ABSTRACT

The first translation of Alfred Marshall’s Principles of Economics (1890) was published in China in 1964, at the beginning of which there was an introduction written by a Chinese scholar, Zai Shi, entitled ‘An Assessment of Marshall’s Principles of Economics’. The author of this review wrote that Alfred Marshall, the most famous economist at the end of the nineteenth century and at the beginning of the twentieth century, absorbed the old and the new ‘Vulgar Economics’ theories at that time and that ‘the book, the Principles of Economics’ established an economics system with ‘eclecticism’ as its main characteristic. At that time, it noted: ‘The British ruling classes urgently needed a new economic theory to justify the strengthening exploitation on the working class. Marshall’s economics text thus fitted this need’ (Marshall, 1964, preface: 2). The earliest Chinese full translation (the first Chinese edition) of John Maynard Keynes’s General Theory (1936) was published in 1957 by China SDX Joint Publishing Company translated by Y. Xu (Keynes, 1957) and in 1963 it was re-published by the Commercial Press (Keynes, 1963).
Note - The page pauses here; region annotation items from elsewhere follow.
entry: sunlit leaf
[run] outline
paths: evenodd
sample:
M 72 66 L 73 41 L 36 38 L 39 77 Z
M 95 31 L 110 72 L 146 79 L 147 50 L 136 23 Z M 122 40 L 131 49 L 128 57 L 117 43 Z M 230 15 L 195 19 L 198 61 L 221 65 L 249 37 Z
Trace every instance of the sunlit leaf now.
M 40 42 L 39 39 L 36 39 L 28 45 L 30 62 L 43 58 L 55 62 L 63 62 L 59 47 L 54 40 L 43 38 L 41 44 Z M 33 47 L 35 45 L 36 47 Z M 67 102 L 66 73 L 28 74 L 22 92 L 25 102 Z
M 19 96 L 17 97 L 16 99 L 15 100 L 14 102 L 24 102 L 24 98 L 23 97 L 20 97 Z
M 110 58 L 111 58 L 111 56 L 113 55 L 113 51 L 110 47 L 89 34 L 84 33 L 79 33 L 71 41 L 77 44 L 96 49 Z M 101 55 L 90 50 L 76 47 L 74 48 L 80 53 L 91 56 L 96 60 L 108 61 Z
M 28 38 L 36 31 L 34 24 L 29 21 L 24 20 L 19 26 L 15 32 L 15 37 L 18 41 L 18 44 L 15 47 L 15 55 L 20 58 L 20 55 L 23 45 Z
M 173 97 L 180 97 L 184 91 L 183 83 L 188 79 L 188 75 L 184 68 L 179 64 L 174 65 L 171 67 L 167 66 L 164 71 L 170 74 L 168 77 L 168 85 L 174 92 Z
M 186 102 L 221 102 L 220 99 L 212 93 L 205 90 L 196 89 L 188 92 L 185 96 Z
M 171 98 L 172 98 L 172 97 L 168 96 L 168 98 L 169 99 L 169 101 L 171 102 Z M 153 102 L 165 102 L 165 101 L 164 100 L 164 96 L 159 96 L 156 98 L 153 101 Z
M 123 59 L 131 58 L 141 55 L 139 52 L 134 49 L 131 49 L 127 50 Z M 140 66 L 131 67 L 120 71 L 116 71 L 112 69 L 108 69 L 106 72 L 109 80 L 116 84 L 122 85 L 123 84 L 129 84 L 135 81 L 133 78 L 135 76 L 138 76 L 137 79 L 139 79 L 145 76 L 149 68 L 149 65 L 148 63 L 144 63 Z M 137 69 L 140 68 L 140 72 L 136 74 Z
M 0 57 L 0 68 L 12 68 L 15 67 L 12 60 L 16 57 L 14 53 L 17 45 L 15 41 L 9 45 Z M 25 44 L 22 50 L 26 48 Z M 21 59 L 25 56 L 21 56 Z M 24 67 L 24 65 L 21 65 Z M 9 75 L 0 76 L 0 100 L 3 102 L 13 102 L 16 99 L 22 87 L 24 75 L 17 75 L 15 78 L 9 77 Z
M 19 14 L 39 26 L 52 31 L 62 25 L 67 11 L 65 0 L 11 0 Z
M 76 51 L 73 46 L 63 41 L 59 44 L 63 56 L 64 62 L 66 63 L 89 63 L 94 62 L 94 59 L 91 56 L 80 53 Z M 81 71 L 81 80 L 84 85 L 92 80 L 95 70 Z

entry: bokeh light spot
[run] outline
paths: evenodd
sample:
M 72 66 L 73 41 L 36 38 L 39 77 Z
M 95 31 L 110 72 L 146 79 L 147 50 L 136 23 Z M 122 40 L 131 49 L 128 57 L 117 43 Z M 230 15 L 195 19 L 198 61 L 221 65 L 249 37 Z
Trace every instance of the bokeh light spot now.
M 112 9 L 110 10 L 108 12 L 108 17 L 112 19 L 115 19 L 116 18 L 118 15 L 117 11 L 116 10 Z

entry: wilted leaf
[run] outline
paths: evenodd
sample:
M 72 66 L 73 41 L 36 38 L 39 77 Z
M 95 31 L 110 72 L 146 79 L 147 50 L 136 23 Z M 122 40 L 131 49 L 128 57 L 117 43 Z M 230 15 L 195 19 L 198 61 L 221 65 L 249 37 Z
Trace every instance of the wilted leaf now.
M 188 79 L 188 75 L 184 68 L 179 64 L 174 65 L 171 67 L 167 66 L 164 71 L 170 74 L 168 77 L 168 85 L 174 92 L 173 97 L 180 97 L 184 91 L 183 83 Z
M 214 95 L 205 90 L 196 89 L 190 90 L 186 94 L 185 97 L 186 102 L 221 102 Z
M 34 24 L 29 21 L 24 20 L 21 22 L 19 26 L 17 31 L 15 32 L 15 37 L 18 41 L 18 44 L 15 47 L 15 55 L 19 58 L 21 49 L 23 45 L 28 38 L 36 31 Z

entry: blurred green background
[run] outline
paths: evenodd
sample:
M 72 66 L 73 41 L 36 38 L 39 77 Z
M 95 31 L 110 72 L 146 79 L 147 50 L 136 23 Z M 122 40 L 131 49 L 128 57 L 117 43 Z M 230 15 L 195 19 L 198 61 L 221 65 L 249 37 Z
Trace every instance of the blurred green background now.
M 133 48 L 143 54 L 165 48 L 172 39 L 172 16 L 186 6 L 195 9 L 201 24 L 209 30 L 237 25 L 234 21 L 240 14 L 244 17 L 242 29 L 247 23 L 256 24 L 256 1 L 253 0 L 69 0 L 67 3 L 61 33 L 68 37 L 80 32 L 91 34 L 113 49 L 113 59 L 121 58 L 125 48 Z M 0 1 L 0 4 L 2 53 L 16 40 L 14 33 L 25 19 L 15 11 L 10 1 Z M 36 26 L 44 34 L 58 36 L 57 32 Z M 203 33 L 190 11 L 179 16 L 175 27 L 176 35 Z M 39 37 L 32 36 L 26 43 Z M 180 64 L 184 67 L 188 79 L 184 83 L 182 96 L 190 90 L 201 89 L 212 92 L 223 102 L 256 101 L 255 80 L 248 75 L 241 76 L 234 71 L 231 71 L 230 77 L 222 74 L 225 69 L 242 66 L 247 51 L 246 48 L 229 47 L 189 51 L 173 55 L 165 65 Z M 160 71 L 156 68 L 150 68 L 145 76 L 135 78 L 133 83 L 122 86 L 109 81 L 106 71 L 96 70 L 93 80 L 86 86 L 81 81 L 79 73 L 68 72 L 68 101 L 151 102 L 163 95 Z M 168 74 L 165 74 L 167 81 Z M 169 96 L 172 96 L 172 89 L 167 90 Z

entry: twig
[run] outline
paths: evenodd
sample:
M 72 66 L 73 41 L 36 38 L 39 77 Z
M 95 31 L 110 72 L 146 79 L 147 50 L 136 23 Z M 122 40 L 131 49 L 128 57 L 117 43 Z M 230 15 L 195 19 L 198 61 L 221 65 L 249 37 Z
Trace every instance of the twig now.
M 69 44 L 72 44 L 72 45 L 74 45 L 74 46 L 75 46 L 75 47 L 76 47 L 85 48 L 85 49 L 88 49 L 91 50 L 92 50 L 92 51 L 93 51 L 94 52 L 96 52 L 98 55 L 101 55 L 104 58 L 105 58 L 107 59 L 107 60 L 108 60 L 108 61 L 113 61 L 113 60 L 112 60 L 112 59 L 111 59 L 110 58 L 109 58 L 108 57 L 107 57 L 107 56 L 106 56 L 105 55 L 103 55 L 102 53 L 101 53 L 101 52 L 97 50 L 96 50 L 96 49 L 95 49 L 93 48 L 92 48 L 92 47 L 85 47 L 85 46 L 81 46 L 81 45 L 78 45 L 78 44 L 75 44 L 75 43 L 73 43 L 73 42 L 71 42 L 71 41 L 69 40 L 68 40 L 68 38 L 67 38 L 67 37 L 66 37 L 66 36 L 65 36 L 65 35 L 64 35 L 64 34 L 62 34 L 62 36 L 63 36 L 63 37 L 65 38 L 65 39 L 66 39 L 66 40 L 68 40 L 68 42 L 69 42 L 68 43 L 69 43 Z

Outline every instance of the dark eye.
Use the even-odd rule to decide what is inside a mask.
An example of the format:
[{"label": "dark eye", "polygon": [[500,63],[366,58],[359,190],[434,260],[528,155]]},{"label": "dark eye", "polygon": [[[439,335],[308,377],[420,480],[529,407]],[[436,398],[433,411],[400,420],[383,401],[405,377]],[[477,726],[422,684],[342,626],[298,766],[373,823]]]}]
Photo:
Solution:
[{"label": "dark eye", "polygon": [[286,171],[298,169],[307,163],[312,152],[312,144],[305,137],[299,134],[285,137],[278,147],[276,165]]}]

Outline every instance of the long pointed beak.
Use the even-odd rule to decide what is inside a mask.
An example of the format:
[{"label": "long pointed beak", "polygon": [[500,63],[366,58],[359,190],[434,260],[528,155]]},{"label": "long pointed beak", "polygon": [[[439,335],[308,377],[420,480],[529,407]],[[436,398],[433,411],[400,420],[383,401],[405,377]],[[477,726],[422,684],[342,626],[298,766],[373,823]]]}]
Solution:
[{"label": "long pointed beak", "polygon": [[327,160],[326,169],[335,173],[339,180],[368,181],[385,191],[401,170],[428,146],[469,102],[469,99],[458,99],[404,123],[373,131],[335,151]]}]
When the latter reprinted the book in 1977 (Keynes, 1977), it increased the length of the Chinese version’s preface. The preface author, Y. N. Li, wrote: ‘John Maynard Keynes is a famous British bourgeois vulgar economist. . . . All of Keynes’s life is to maintain the monopoly bourgeoisie, to oppose revolution, oppose communism, and oppose Marxist theory’ (Keynes, 1977, preface: 1). It concluded after summarizing the basic viewpoints of the General Theory as follows: ‘it is clear that this theory “Keynes-trafficking” is completely vulgar and anti-science’ (Keynes, 1977, preface: 5). He finally wrote: ‘reprinting the Chinese version of the General Theory is to make it negative teaching material, in order to carry out criticism of the Keynesian Theory and develop Marxism in the struggle’ (Keynes, 1977, preface: 32). The comments over the period of these two Chinese scholars on Marshall’s Principles of Economics (1890) and Keynes’s General Theory (1936) typically represented the mainstream attitudes and evaluations of Chinese academia vis-à-vis Western Economics at that time (see the chapter on Keynes in this volume).